1. Tim says:

    Superman IS, for all intents and purposes, a small g “god”. He is super-powerful, and it takes a lot to kill him. He can do feats no other mortal (short of Captain Marvel, who it looks like will be in a separate continuity) can do. Without his two or so weaknesses correctly exploited, he could not be defeated by anyone.

    The only thing that makes him not a god is that he can’t live forever if not killed. He will die of old age eventually in almost every continuity but one, I think. Unlike the New Gods of Apokalips and New Genesis, or the Greek gods, so on, he will die of old age. Other than that, he and other Kryptonians, as well as the Daxamites of DC Comics who have similar abilities, are gods.
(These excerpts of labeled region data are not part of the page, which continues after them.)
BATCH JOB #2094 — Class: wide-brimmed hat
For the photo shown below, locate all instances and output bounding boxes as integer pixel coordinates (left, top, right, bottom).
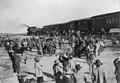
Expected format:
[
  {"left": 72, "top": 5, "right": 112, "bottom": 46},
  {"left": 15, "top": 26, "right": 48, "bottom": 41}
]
[
  {"left": 94, "top": 59, "right": 103, "bottom": 65},
  {"left": 75, "top": 64, "right": 82, "bottom": 69},
  {"left": 34, "top": 56, "right": 40, "bottom": 62}
]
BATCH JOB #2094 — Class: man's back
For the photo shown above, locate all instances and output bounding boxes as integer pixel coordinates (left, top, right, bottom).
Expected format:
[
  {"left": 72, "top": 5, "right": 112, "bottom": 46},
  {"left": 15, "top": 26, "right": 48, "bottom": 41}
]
[{"left": 74, "top": 71, "right": 85, "bottom": 83}]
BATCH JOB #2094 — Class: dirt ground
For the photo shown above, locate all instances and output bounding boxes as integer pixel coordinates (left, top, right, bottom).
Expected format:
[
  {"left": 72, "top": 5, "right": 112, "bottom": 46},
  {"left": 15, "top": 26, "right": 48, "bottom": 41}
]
[{"left": 0, "top": 41, "right": 120, "bottom": 83}]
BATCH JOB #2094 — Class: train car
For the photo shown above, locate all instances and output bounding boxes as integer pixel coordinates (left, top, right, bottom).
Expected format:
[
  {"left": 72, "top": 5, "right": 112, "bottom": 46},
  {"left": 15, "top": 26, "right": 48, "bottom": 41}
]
[{"left": 91, "top": 12, "right": 120, "bottom": 33}]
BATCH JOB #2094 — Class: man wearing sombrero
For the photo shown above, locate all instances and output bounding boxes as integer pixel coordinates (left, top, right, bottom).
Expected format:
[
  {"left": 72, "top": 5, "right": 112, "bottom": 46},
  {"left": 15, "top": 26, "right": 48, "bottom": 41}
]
[{"left": 92, "top": 59, "right": 107, "bottom": 83}]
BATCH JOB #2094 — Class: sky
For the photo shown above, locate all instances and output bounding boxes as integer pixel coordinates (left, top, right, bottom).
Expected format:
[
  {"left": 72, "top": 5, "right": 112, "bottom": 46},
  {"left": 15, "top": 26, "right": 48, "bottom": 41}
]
[{"left": 0, "top": 0, "right": 120, "bottom": 33}]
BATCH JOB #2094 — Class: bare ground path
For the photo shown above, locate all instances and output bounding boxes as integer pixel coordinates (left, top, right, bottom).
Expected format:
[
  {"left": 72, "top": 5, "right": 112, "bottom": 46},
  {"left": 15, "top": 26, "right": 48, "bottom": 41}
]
[{"left": 0, "top": 41, "right": 120, "bottom": 83}]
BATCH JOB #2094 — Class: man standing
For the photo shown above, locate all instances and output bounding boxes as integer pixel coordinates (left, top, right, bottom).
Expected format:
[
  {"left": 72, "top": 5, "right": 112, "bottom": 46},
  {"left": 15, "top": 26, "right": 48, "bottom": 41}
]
[
  {"left": 92, "top": 59, "right": 107, "bottom": 83},
  {"left": 53, "top": 60, "right": 63, "bottom": 83},
  {"left": 113, "top": 56, "right": 120, "bottom": 83},
  {"left": 73, "top": 64, "right": 85, "bottom": 83}
]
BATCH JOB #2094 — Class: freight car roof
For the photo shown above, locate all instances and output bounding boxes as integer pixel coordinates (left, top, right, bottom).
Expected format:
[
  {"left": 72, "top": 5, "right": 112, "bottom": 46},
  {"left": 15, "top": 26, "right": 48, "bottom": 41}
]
[{"left": 91, "top": 11, "right": 120, "bottom": 18}]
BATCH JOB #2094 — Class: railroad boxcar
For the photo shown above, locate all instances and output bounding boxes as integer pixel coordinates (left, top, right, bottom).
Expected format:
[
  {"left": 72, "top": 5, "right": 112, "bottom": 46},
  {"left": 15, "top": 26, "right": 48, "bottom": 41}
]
[{"left": 91, "top": 12, "right": 120, "bottom": 33}]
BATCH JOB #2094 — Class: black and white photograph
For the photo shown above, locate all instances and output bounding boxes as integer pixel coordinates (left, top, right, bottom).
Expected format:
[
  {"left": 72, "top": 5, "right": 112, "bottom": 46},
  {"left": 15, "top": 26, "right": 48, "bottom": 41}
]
[{"left": 0, "top": 0, "right": 120, "bottom": 83}]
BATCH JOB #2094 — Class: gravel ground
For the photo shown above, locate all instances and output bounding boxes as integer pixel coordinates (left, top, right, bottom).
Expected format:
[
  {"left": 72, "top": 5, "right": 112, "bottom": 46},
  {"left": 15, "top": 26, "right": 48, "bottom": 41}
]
[{"left": 0, "top": 41, "right": 120, "bottom": 83}]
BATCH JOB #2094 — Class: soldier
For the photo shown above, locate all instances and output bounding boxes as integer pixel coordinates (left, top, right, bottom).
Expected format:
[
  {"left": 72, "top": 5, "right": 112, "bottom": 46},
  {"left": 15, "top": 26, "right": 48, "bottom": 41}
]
[
  {"left": 92, "top": 59, "right": 107, "bottom": 83},
  {"left": 13, "top": 53, "right": 21, "bottom": 74},
  {"left": 113, "top": 56, "right": 120, "bottom": 83},
  {"left": 34, "top": 56, "right": 43, "bottom": 83}
]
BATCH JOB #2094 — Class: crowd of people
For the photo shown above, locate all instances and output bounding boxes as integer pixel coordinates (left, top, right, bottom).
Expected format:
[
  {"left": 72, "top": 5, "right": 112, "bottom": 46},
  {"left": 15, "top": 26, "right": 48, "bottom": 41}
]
[{"left": 2, "top": 30, "right": 120, "bottom": 83}]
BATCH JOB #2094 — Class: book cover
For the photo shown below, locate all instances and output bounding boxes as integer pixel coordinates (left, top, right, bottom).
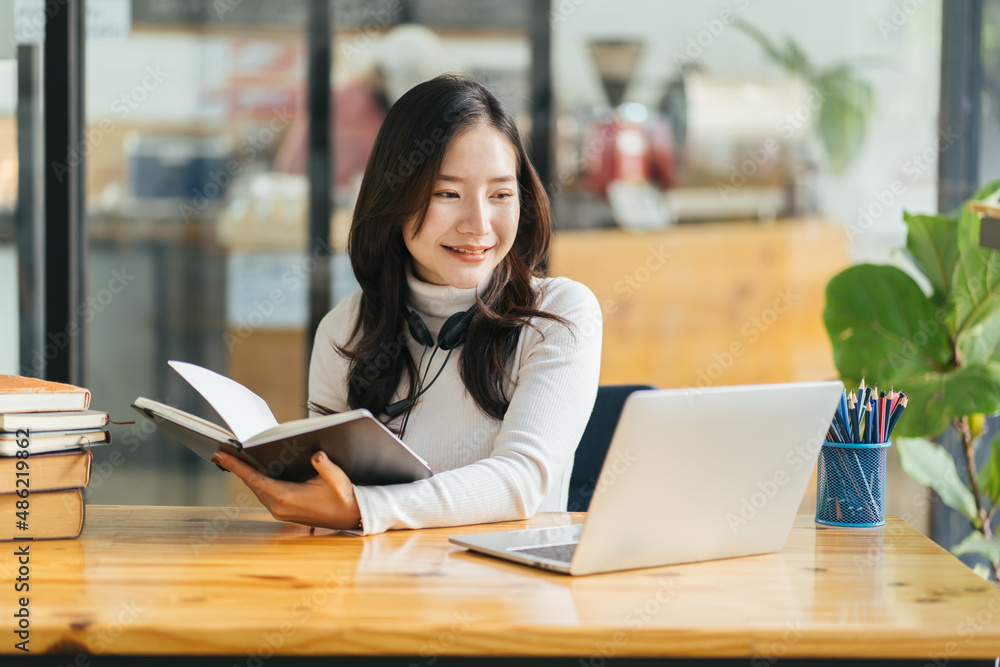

    I don’t mind the debate shown in the movie, but I hope they can do it with happiness and not angst. You can see those kneeling guys with the House of El crest on their shoulders (Superman’s shield symbol). I think in the end it will be that folks should trust him. I just would like it not to be Bats talking so menacingly. That suggests the really dark and edgy crap of the Dark Knight Returns instead of Supes and Bats’ first meeting in the late ’80’s Man of Steel reboot or the New 52 reboot. They still have some issues, but Bats prepared ahead of time and kept the problems at bay.

    The plot sounds good and makes sense, but I just want to have fun too watching this. I don’t want to be there at the end thinking that I enjoyed it but don’t really want to watch it again.

  2. Rich says:

    I always cringe when movies take themselves too seriously.  Deep subjects are best handled with a dialogue; movies are a monologue.  And images can be very emotionally manipulative, bypassing the intellect altogether, and leaving the viewer with a feeling of what is “right” without ever thinking about it at all.  We have to train ourselves to think about what we are watching and to subject it to worldview analysis.  Most people just want to be entertained.

  3. We have to train ourselves to think about what we are watching and to subject it to worldview analysis.  Most people just want to be entertained.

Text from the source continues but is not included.